Assessments of genetic diversity for imperiled species can provide a baseline for determining the relative impacts of contemporary anthropogenic threats (e.g., habitat fragmentation) on population connectivity and identify historical factors contributing to population structure. We conducted a population genetics and phylogeographic assessment of the imperiled Pristine Crayfish ( Cambarus pristinus ) sampled throughout its range encompassing two morphologically distinct forms. Pristine Crayfish exhibit a disjunct distribution throughout lower order tributaries suggesting they are headwater-adapted species. The two morphologically distinct forms of the Pristine Crayfish are found in the upper Caney Fork (nominal Caney Fork form) and the Big Brush Creek and Cane Creek systems (Sequatchie form). We used 19 microsatellite loci and the cytochrome oxidase subunit I ( COI ) gene to assess population connectivity and genetic diversity of the Pristine Crayfish.
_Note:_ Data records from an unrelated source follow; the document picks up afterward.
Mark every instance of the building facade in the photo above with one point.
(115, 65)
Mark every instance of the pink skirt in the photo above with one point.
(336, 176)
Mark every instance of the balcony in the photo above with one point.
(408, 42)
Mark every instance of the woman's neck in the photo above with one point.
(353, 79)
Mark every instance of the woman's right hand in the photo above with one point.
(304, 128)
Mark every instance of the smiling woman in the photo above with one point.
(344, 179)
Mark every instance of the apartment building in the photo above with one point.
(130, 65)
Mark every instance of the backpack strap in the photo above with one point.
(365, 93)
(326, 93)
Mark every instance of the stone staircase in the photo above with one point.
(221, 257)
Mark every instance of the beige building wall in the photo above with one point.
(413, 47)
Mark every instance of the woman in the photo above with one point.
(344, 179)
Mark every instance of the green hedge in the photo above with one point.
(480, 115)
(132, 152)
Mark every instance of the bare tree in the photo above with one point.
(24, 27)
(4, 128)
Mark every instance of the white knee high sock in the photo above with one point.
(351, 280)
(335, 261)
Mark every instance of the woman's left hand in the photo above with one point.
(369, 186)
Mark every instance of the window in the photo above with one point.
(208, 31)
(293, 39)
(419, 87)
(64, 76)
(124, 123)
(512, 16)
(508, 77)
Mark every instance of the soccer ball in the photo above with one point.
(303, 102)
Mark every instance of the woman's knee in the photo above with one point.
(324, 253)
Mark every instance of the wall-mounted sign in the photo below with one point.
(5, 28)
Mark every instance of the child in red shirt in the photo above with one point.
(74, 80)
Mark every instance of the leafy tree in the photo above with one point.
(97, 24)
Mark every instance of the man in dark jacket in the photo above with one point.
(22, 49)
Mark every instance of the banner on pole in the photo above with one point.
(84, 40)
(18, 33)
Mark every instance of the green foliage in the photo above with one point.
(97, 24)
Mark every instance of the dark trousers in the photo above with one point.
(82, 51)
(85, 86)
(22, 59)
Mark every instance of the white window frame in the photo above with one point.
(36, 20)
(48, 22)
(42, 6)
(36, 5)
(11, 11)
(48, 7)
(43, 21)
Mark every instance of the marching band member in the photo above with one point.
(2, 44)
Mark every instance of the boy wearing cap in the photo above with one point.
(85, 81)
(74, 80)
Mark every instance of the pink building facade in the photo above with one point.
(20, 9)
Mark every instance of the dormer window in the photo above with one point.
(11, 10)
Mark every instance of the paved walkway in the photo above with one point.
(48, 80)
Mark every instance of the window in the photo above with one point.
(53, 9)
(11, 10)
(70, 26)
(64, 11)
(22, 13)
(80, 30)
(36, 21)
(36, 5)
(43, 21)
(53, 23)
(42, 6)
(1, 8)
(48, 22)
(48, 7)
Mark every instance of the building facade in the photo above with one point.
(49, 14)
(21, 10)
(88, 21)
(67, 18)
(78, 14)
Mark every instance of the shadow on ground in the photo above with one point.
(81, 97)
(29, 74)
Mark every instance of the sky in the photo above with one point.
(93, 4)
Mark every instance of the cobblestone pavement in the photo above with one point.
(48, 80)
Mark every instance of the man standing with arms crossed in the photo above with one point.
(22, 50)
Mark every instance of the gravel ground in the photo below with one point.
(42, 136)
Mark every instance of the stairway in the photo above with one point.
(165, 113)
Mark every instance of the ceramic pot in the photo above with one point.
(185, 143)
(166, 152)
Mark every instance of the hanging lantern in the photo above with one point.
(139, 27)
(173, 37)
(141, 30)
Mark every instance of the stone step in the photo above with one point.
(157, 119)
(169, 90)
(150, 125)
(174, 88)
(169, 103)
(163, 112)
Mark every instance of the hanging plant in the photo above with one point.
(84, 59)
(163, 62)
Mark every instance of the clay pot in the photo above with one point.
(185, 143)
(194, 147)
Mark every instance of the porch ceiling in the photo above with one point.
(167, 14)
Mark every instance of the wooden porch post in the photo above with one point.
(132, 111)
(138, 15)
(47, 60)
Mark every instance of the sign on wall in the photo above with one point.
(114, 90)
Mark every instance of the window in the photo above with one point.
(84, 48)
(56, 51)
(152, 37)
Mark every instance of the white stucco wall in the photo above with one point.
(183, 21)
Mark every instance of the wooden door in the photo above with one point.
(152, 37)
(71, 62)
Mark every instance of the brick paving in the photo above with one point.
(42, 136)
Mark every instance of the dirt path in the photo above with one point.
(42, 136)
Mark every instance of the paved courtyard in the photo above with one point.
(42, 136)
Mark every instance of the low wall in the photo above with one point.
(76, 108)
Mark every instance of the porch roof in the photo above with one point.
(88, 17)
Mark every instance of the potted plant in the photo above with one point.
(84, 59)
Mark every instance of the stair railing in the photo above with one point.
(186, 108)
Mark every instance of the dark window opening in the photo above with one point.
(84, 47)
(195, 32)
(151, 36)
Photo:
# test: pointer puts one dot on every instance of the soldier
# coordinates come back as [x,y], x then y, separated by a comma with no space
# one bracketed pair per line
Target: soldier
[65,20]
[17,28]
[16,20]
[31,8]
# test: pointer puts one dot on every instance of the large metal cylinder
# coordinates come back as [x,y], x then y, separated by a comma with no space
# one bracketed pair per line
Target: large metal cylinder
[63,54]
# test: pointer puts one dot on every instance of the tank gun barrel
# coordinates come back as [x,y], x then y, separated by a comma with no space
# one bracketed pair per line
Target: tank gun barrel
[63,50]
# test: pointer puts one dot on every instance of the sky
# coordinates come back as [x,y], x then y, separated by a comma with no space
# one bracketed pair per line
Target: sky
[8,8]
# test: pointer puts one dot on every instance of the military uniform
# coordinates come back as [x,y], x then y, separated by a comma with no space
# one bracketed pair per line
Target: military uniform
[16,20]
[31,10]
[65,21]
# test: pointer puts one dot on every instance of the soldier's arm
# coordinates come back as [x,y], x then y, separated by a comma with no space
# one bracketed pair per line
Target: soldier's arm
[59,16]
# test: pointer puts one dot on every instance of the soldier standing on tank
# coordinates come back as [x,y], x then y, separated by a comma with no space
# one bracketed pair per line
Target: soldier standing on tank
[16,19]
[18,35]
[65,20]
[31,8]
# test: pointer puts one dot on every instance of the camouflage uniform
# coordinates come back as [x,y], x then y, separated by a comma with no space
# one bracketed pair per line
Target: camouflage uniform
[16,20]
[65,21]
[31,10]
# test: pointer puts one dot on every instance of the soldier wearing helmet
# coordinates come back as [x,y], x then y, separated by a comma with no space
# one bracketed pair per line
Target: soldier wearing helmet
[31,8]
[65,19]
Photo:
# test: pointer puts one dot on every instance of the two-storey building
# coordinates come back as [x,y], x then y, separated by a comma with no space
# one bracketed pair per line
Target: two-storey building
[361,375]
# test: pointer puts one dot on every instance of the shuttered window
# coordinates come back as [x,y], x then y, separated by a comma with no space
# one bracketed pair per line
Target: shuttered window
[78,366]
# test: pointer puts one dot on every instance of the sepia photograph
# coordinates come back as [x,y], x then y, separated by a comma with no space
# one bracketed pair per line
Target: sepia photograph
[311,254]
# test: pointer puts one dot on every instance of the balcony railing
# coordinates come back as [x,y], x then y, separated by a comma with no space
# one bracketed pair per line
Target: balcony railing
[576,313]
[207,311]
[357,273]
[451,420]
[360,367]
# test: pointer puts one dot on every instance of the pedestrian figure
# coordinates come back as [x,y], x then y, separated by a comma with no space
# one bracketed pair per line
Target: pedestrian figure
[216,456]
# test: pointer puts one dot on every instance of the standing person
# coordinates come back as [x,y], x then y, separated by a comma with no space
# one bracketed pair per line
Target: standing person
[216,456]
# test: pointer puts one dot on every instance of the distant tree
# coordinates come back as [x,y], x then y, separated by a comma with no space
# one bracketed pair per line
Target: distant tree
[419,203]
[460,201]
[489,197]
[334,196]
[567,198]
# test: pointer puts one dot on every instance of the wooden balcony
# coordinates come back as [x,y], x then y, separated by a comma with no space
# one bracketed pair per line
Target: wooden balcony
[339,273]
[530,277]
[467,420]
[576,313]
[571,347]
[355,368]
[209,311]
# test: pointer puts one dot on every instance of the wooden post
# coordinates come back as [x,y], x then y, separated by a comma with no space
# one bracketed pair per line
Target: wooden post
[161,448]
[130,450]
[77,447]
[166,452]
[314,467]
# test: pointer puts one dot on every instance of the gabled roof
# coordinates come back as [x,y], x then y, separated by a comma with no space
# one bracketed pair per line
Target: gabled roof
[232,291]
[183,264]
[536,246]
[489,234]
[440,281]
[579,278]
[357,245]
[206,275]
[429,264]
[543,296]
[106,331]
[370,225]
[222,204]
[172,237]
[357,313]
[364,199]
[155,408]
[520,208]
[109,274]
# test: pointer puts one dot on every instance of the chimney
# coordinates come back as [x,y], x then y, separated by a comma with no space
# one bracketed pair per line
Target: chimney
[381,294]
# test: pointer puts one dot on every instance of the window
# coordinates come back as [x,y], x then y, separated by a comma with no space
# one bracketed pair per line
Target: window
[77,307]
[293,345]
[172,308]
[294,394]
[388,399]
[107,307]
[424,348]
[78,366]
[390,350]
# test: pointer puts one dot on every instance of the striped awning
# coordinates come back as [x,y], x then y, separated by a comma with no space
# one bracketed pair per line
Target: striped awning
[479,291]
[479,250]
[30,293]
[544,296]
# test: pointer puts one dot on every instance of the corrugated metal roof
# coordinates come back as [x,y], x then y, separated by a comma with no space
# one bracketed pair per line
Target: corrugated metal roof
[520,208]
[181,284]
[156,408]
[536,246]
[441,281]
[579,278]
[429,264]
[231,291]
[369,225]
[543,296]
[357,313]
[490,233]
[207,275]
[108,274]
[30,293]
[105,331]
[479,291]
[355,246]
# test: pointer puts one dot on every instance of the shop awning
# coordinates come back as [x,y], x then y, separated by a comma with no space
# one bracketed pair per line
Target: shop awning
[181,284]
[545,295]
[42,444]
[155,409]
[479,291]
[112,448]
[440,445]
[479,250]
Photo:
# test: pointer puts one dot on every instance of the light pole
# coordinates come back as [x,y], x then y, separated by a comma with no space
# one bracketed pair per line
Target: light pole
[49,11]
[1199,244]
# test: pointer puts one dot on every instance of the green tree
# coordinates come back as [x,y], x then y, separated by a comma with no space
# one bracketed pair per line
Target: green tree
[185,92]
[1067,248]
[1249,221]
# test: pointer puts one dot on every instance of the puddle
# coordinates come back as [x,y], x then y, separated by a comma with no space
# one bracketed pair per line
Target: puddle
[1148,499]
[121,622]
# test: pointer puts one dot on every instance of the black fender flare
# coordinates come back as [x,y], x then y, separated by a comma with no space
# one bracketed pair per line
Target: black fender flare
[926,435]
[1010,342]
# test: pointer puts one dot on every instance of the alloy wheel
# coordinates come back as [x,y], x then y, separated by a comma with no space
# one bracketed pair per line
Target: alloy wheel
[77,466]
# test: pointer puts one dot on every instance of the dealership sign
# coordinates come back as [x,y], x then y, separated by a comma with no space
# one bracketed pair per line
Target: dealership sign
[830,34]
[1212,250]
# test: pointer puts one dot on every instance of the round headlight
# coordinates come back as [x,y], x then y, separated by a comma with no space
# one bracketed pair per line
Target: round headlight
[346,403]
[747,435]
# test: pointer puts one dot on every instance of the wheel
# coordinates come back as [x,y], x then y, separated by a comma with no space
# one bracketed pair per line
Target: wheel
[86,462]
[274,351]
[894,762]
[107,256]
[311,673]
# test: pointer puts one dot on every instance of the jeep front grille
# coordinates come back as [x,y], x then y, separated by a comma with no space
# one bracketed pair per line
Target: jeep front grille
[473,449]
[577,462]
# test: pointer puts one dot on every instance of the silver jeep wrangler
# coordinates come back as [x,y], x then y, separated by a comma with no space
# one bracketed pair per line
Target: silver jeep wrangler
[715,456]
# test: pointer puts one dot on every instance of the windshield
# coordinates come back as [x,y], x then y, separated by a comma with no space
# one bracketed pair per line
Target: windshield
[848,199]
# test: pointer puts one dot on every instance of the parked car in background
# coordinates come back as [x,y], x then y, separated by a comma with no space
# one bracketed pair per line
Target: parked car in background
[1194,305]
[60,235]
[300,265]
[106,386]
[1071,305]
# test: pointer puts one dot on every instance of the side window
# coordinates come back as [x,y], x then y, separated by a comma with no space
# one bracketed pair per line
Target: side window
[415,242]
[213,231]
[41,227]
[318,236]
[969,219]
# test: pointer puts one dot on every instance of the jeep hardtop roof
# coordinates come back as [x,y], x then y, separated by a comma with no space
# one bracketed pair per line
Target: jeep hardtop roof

Haplotypes recovered from the COI gene revealed that historic connectivity was maintained within each form of the Pristine Crayfish. However, the divergence between forms was higher (2.3%) than within forms (< 2.0%), suggesting each form is on an independent evolutionary trajectory, supporting recognition of the Sequatchie form as a distinct taxon. Microsatellite analyses for the Caney Fork form recovered a high degree of population isolation and support for six genetically isolated population. In addition, genetic diversity metrics per population and for the Caney Fork form were low suggesting that the Caney Fork form is at an increased risk of extinction under anthropogenic disturbances. We suggest that each form receive continued listing protection and conservation resources and that the Sequatchie form be treated as a unique taxon.